You will forgive (I hope) the third review in a few days on the same movie. A movie that, whether you like it or not, is the first "case" in cinema of the year, granted (and allowed) that in a few months we will be talking about something else. I believe, in fact, that over time this work by Egger will be considered one of his minor works, albeit of quality, as "Planet of the Apes" (2001) by Tim Burton was. Every director has a personal passion, that movie that marked them as a young person and that they're eager to remake, even if it is (almost) never necessary, and in fact, this "Nosferatu" among everything Eggers has done so far is his least personal film, maybe more heartfelt, but more anonymous, nothing to do with the very personal authorship of "The Witch" (2015).

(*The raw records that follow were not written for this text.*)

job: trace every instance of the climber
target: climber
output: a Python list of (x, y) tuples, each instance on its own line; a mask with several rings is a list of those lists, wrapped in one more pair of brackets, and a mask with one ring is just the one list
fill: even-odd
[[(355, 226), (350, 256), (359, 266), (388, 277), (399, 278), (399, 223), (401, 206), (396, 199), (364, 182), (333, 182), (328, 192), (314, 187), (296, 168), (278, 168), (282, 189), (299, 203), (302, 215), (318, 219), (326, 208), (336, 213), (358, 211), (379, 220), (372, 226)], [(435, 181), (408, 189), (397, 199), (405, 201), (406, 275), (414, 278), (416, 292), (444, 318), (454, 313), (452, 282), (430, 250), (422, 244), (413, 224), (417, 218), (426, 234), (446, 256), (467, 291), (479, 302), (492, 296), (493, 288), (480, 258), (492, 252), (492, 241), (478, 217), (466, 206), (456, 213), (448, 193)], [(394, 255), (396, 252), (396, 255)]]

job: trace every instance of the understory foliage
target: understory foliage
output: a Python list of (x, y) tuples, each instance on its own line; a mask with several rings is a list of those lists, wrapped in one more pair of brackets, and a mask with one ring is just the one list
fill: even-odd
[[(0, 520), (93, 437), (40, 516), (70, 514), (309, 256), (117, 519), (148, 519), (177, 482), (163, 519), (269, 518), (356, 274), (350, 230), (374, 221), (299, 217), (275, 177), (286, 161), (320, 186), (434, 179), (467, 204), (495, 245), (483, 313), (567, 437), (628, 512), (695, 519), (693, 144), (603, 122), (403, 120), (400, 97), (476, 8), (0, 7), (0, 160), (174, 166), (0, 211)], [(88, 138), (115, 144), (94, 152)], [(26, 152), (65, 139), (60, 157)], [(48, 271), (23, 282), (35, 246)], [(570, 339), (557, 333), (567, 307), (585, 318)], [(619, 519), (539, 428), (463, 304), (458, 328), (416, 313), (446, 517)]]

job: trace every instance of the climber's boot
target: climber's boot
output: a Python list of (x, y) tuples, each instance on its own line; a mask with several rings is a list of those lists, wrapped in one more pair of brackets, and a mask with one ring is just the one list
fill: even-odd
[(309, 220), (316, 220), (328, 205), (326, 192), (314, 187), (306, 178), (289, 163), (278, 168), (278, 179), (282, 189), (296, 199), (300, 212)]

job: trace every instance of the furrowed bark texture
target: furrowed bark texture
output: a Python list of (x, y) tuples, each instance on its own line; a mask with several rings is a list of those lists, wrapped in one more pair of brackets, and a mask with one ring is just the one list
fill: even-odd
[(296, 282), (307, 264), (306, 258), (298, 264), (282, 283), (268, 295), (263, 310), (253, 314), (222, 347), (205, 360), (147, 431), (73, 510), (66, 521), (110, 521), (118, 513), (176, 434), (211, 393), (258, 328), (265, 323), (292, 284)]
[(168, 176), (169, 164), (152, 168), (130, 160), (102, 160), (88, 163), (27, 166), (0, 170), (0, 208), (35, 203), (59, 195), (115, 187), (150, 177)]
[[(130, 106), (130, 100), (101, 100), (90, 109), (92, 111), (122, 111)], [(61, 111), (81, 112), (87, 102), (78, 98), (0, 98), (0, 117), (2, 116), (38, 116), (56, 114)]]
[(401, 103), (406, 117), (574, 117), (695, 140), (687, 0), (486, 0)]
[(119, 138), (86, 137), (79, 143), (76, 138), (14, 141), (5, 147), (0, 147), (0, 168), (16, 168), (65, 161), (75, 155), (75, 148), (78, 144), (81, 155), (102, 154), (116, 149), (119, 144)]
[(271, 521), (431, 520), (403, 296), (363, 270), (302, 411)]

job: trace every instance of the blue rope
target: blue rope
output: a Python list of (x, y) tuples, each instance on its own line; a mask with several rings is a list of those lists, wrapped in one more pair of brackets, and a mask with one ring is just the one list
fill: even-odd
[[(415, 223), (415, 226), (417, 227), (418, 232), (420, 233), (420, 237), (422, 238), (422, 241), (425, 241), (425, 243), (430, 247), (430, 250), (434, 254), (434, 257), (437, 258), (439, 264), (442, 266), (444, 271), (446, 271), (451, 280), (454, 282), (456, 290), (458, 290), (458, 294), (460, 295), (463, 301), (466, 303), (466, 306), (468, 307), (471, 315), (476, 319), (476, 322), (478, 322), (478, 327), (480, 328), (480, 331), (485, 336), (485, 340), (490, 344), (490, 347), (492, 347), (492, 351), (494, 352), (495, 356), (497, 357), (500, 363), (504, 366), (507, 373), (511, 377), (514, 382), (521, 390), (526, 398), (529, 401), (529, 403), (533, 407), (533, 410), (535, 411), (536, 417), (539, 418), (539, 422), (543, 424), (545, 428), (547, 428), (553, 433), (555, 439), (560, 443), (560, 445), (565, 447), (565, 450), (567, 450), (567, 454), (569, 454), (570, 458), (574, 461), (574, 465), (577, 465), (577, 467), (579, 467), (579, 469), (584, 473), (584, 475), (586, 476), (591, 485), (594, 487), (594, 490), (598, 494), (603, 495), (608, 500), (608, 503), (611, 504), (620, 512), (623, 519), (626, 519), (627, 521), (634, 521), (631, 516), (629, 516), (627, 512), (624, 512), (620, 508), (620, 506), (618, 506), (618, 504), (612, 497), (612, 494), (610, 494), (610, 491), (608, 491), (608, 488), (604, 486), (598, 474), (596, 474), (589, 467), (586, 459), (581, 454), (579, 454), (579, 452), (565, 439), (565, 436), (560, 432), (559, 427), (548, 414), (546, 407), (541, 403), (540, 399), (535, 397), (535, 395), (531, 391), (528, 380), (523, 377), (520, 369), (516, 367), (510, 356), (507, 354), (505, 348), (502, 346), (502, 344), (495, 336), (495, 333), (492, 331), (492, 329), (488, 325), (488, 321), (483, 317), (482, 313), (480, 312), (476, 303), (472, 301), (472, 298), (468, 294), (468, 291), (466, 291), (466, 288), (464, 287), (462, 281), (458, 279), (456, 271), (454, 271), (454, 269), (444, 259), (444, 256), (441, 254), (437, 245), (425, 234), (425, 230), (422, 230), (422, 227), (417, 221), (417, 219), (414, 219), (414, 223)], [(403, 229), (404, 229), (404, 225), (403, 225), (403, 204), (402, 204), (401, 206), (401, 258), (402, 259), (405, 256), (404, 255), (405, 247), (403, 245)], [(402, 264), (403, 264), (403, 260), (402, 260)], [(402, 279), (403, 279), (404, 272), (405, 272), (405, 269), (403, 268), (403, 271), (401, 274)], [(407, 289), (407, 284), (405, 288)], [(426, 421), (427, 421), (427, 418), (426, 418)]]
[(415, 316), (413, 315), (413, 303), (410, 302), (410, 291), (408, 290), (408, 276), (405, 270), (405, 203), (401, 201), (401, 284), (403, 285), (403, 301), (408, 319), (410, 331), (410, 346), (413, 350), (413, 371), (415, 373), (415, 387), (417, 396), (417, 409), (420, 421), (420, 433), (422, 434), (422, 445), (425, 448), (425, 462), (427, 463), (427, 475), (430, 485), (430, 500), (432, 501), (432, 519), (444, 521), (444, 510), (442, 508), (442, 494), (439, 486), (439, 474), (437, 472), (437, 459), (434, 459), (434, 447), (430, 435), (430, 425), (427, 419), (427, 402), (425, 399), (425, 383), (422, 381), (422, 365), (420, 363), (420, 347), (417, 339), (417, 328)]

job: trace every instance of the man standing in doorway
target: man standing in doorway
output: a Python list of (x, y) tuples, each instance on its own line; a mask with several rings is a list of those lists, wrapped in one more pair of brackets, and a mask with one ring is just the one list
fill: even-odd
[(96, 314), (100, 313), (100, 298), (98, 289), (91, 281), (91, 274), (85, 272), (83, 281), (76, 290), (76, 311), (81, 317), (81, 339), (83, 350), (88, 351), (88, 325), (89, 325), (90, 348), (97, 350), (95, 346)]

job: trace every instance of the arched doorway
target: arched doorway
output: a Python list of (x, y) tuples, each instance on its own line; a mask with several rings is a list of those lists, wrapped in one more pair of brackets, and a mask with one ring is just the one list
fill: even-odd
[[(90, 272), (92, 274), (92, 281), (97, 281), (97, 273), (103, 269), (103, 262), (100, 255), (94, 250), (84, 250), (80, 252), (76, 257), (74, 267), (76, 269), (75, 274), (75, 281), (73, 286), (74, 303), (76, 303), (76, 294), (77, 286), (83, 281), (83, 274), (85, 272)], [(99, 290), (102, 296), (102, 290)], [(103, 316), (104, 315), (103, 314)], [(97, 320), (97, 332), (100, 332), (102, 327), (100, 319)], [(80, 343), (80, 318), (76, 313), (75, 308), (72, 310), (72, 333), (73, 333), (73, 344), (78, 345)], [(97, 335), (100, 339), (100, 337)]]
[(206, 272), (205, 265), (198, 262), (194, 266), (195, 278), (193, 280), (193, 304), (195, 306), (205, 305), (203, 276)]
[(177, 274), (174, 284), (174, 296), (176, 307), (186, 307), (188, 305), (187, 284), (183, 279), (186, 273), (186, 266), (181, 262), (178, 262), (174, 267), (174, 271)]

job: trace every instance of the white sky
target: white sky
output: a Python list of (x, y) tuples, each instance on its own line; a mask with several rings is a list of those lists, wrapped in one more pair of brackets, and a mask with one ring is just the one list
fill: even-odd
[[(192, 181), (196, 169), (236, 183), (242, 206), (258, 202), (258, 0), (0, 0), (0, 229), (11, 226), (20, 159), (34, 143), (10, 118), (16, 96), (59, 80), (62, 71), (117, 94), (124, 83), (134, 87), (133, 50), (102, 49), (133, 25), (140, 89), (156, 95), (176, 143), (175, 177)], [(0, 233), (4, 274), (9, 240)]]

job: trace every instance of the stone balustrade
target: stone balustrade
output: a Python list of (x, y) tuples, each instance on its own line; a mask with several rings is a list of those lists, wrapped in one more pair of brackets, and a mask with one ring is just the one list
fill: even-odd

Now, our director does not want to, intelligently, compare himself with Murnau, which would be like someone wanting to compare themselves, I don't know, with "The Betrothed," it would be madness. And, in the end, not even with Herzog's, which is already inferior to the 1922 masterpiece. Or rather, he references both, but sparingly. More than anything, he picks up some stylistic elements of the literary work (Nosferatu, as we know, is Dracula only that Murnau, not having been able to get the rights, instead of calling him Dracula, called him Nosferatu, moved the action from London to Germany, and never mentioned Transylvania but, more generally, the Carpathians) and finally gives us back a mustached, relentless and very diseased Nosferatu. His arrival in Germany, accompanied by a horde of rats, brings the plague and drives the entire country to the brink of madness.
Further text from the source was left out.